Occassionaly we need to clean up our repository when we accidently commit large files. We may delete the files and commit the project again however the repository size remails huge. This is what I did to clean up the repository.
Rewriting Git history demands changing all the affected commit ids, and so everyone who’s working on the project will need to delete their old copies of the repo, and do a fresh clone after you’ve cleaned the history. The more people it inconveniences, the more you need a good reason to do it – your superfluous file isn’t really causing a problem, but if only you are working on the project, you might as well clean up the Git history if you want to!
To make it as easy as possible, I’d recommend using the BFG Repo-Cleaner, a simpler, faster alternative to git-filter-branch specifically designed for removing files from Git history. One way in which it makes your life easier here is that it actually handles all refs by default (all tags, branches, etc) but it’s also 10 – 50x faster.

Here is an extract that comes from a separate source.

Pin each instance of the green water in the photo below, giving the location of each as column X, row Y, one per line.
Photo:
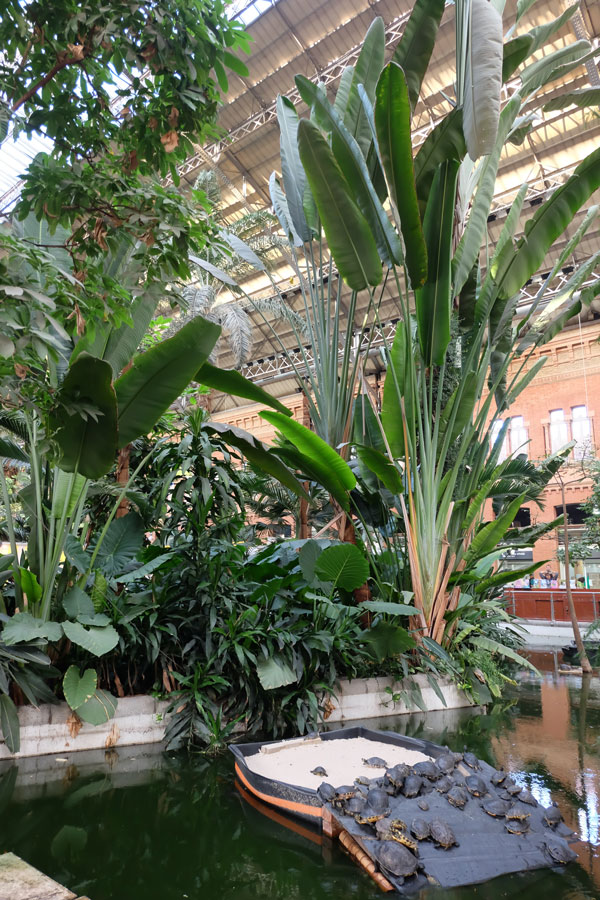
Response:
column 141, row 825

You should carefully follow the steps here: http://rtyley.github.com/bfg-repo-cleaner/#usage – but the core bit is just this: download the BFG jar (requires Java 6 or above) and run this command:
$ java -jar bfg.jar –delete-files filename.orig my-repo.git
Your entire repository history will be scanned, and any file named filename.orig (that’s not in your latest commit) will be removed. This is considerably easier than using git-filter-branch to do the same thing!
Multiple Branches getting into the commit
There was also a problem of multiple branches getting into the commit and being merged later.
For that we did a rebase. However when we do a rebase note that all the nodes (commits) from the point of the rebase gets rehashed. You have to tell all the users of your codebase to checkout the project again.
command for that is:
git rebase <commit where branching started>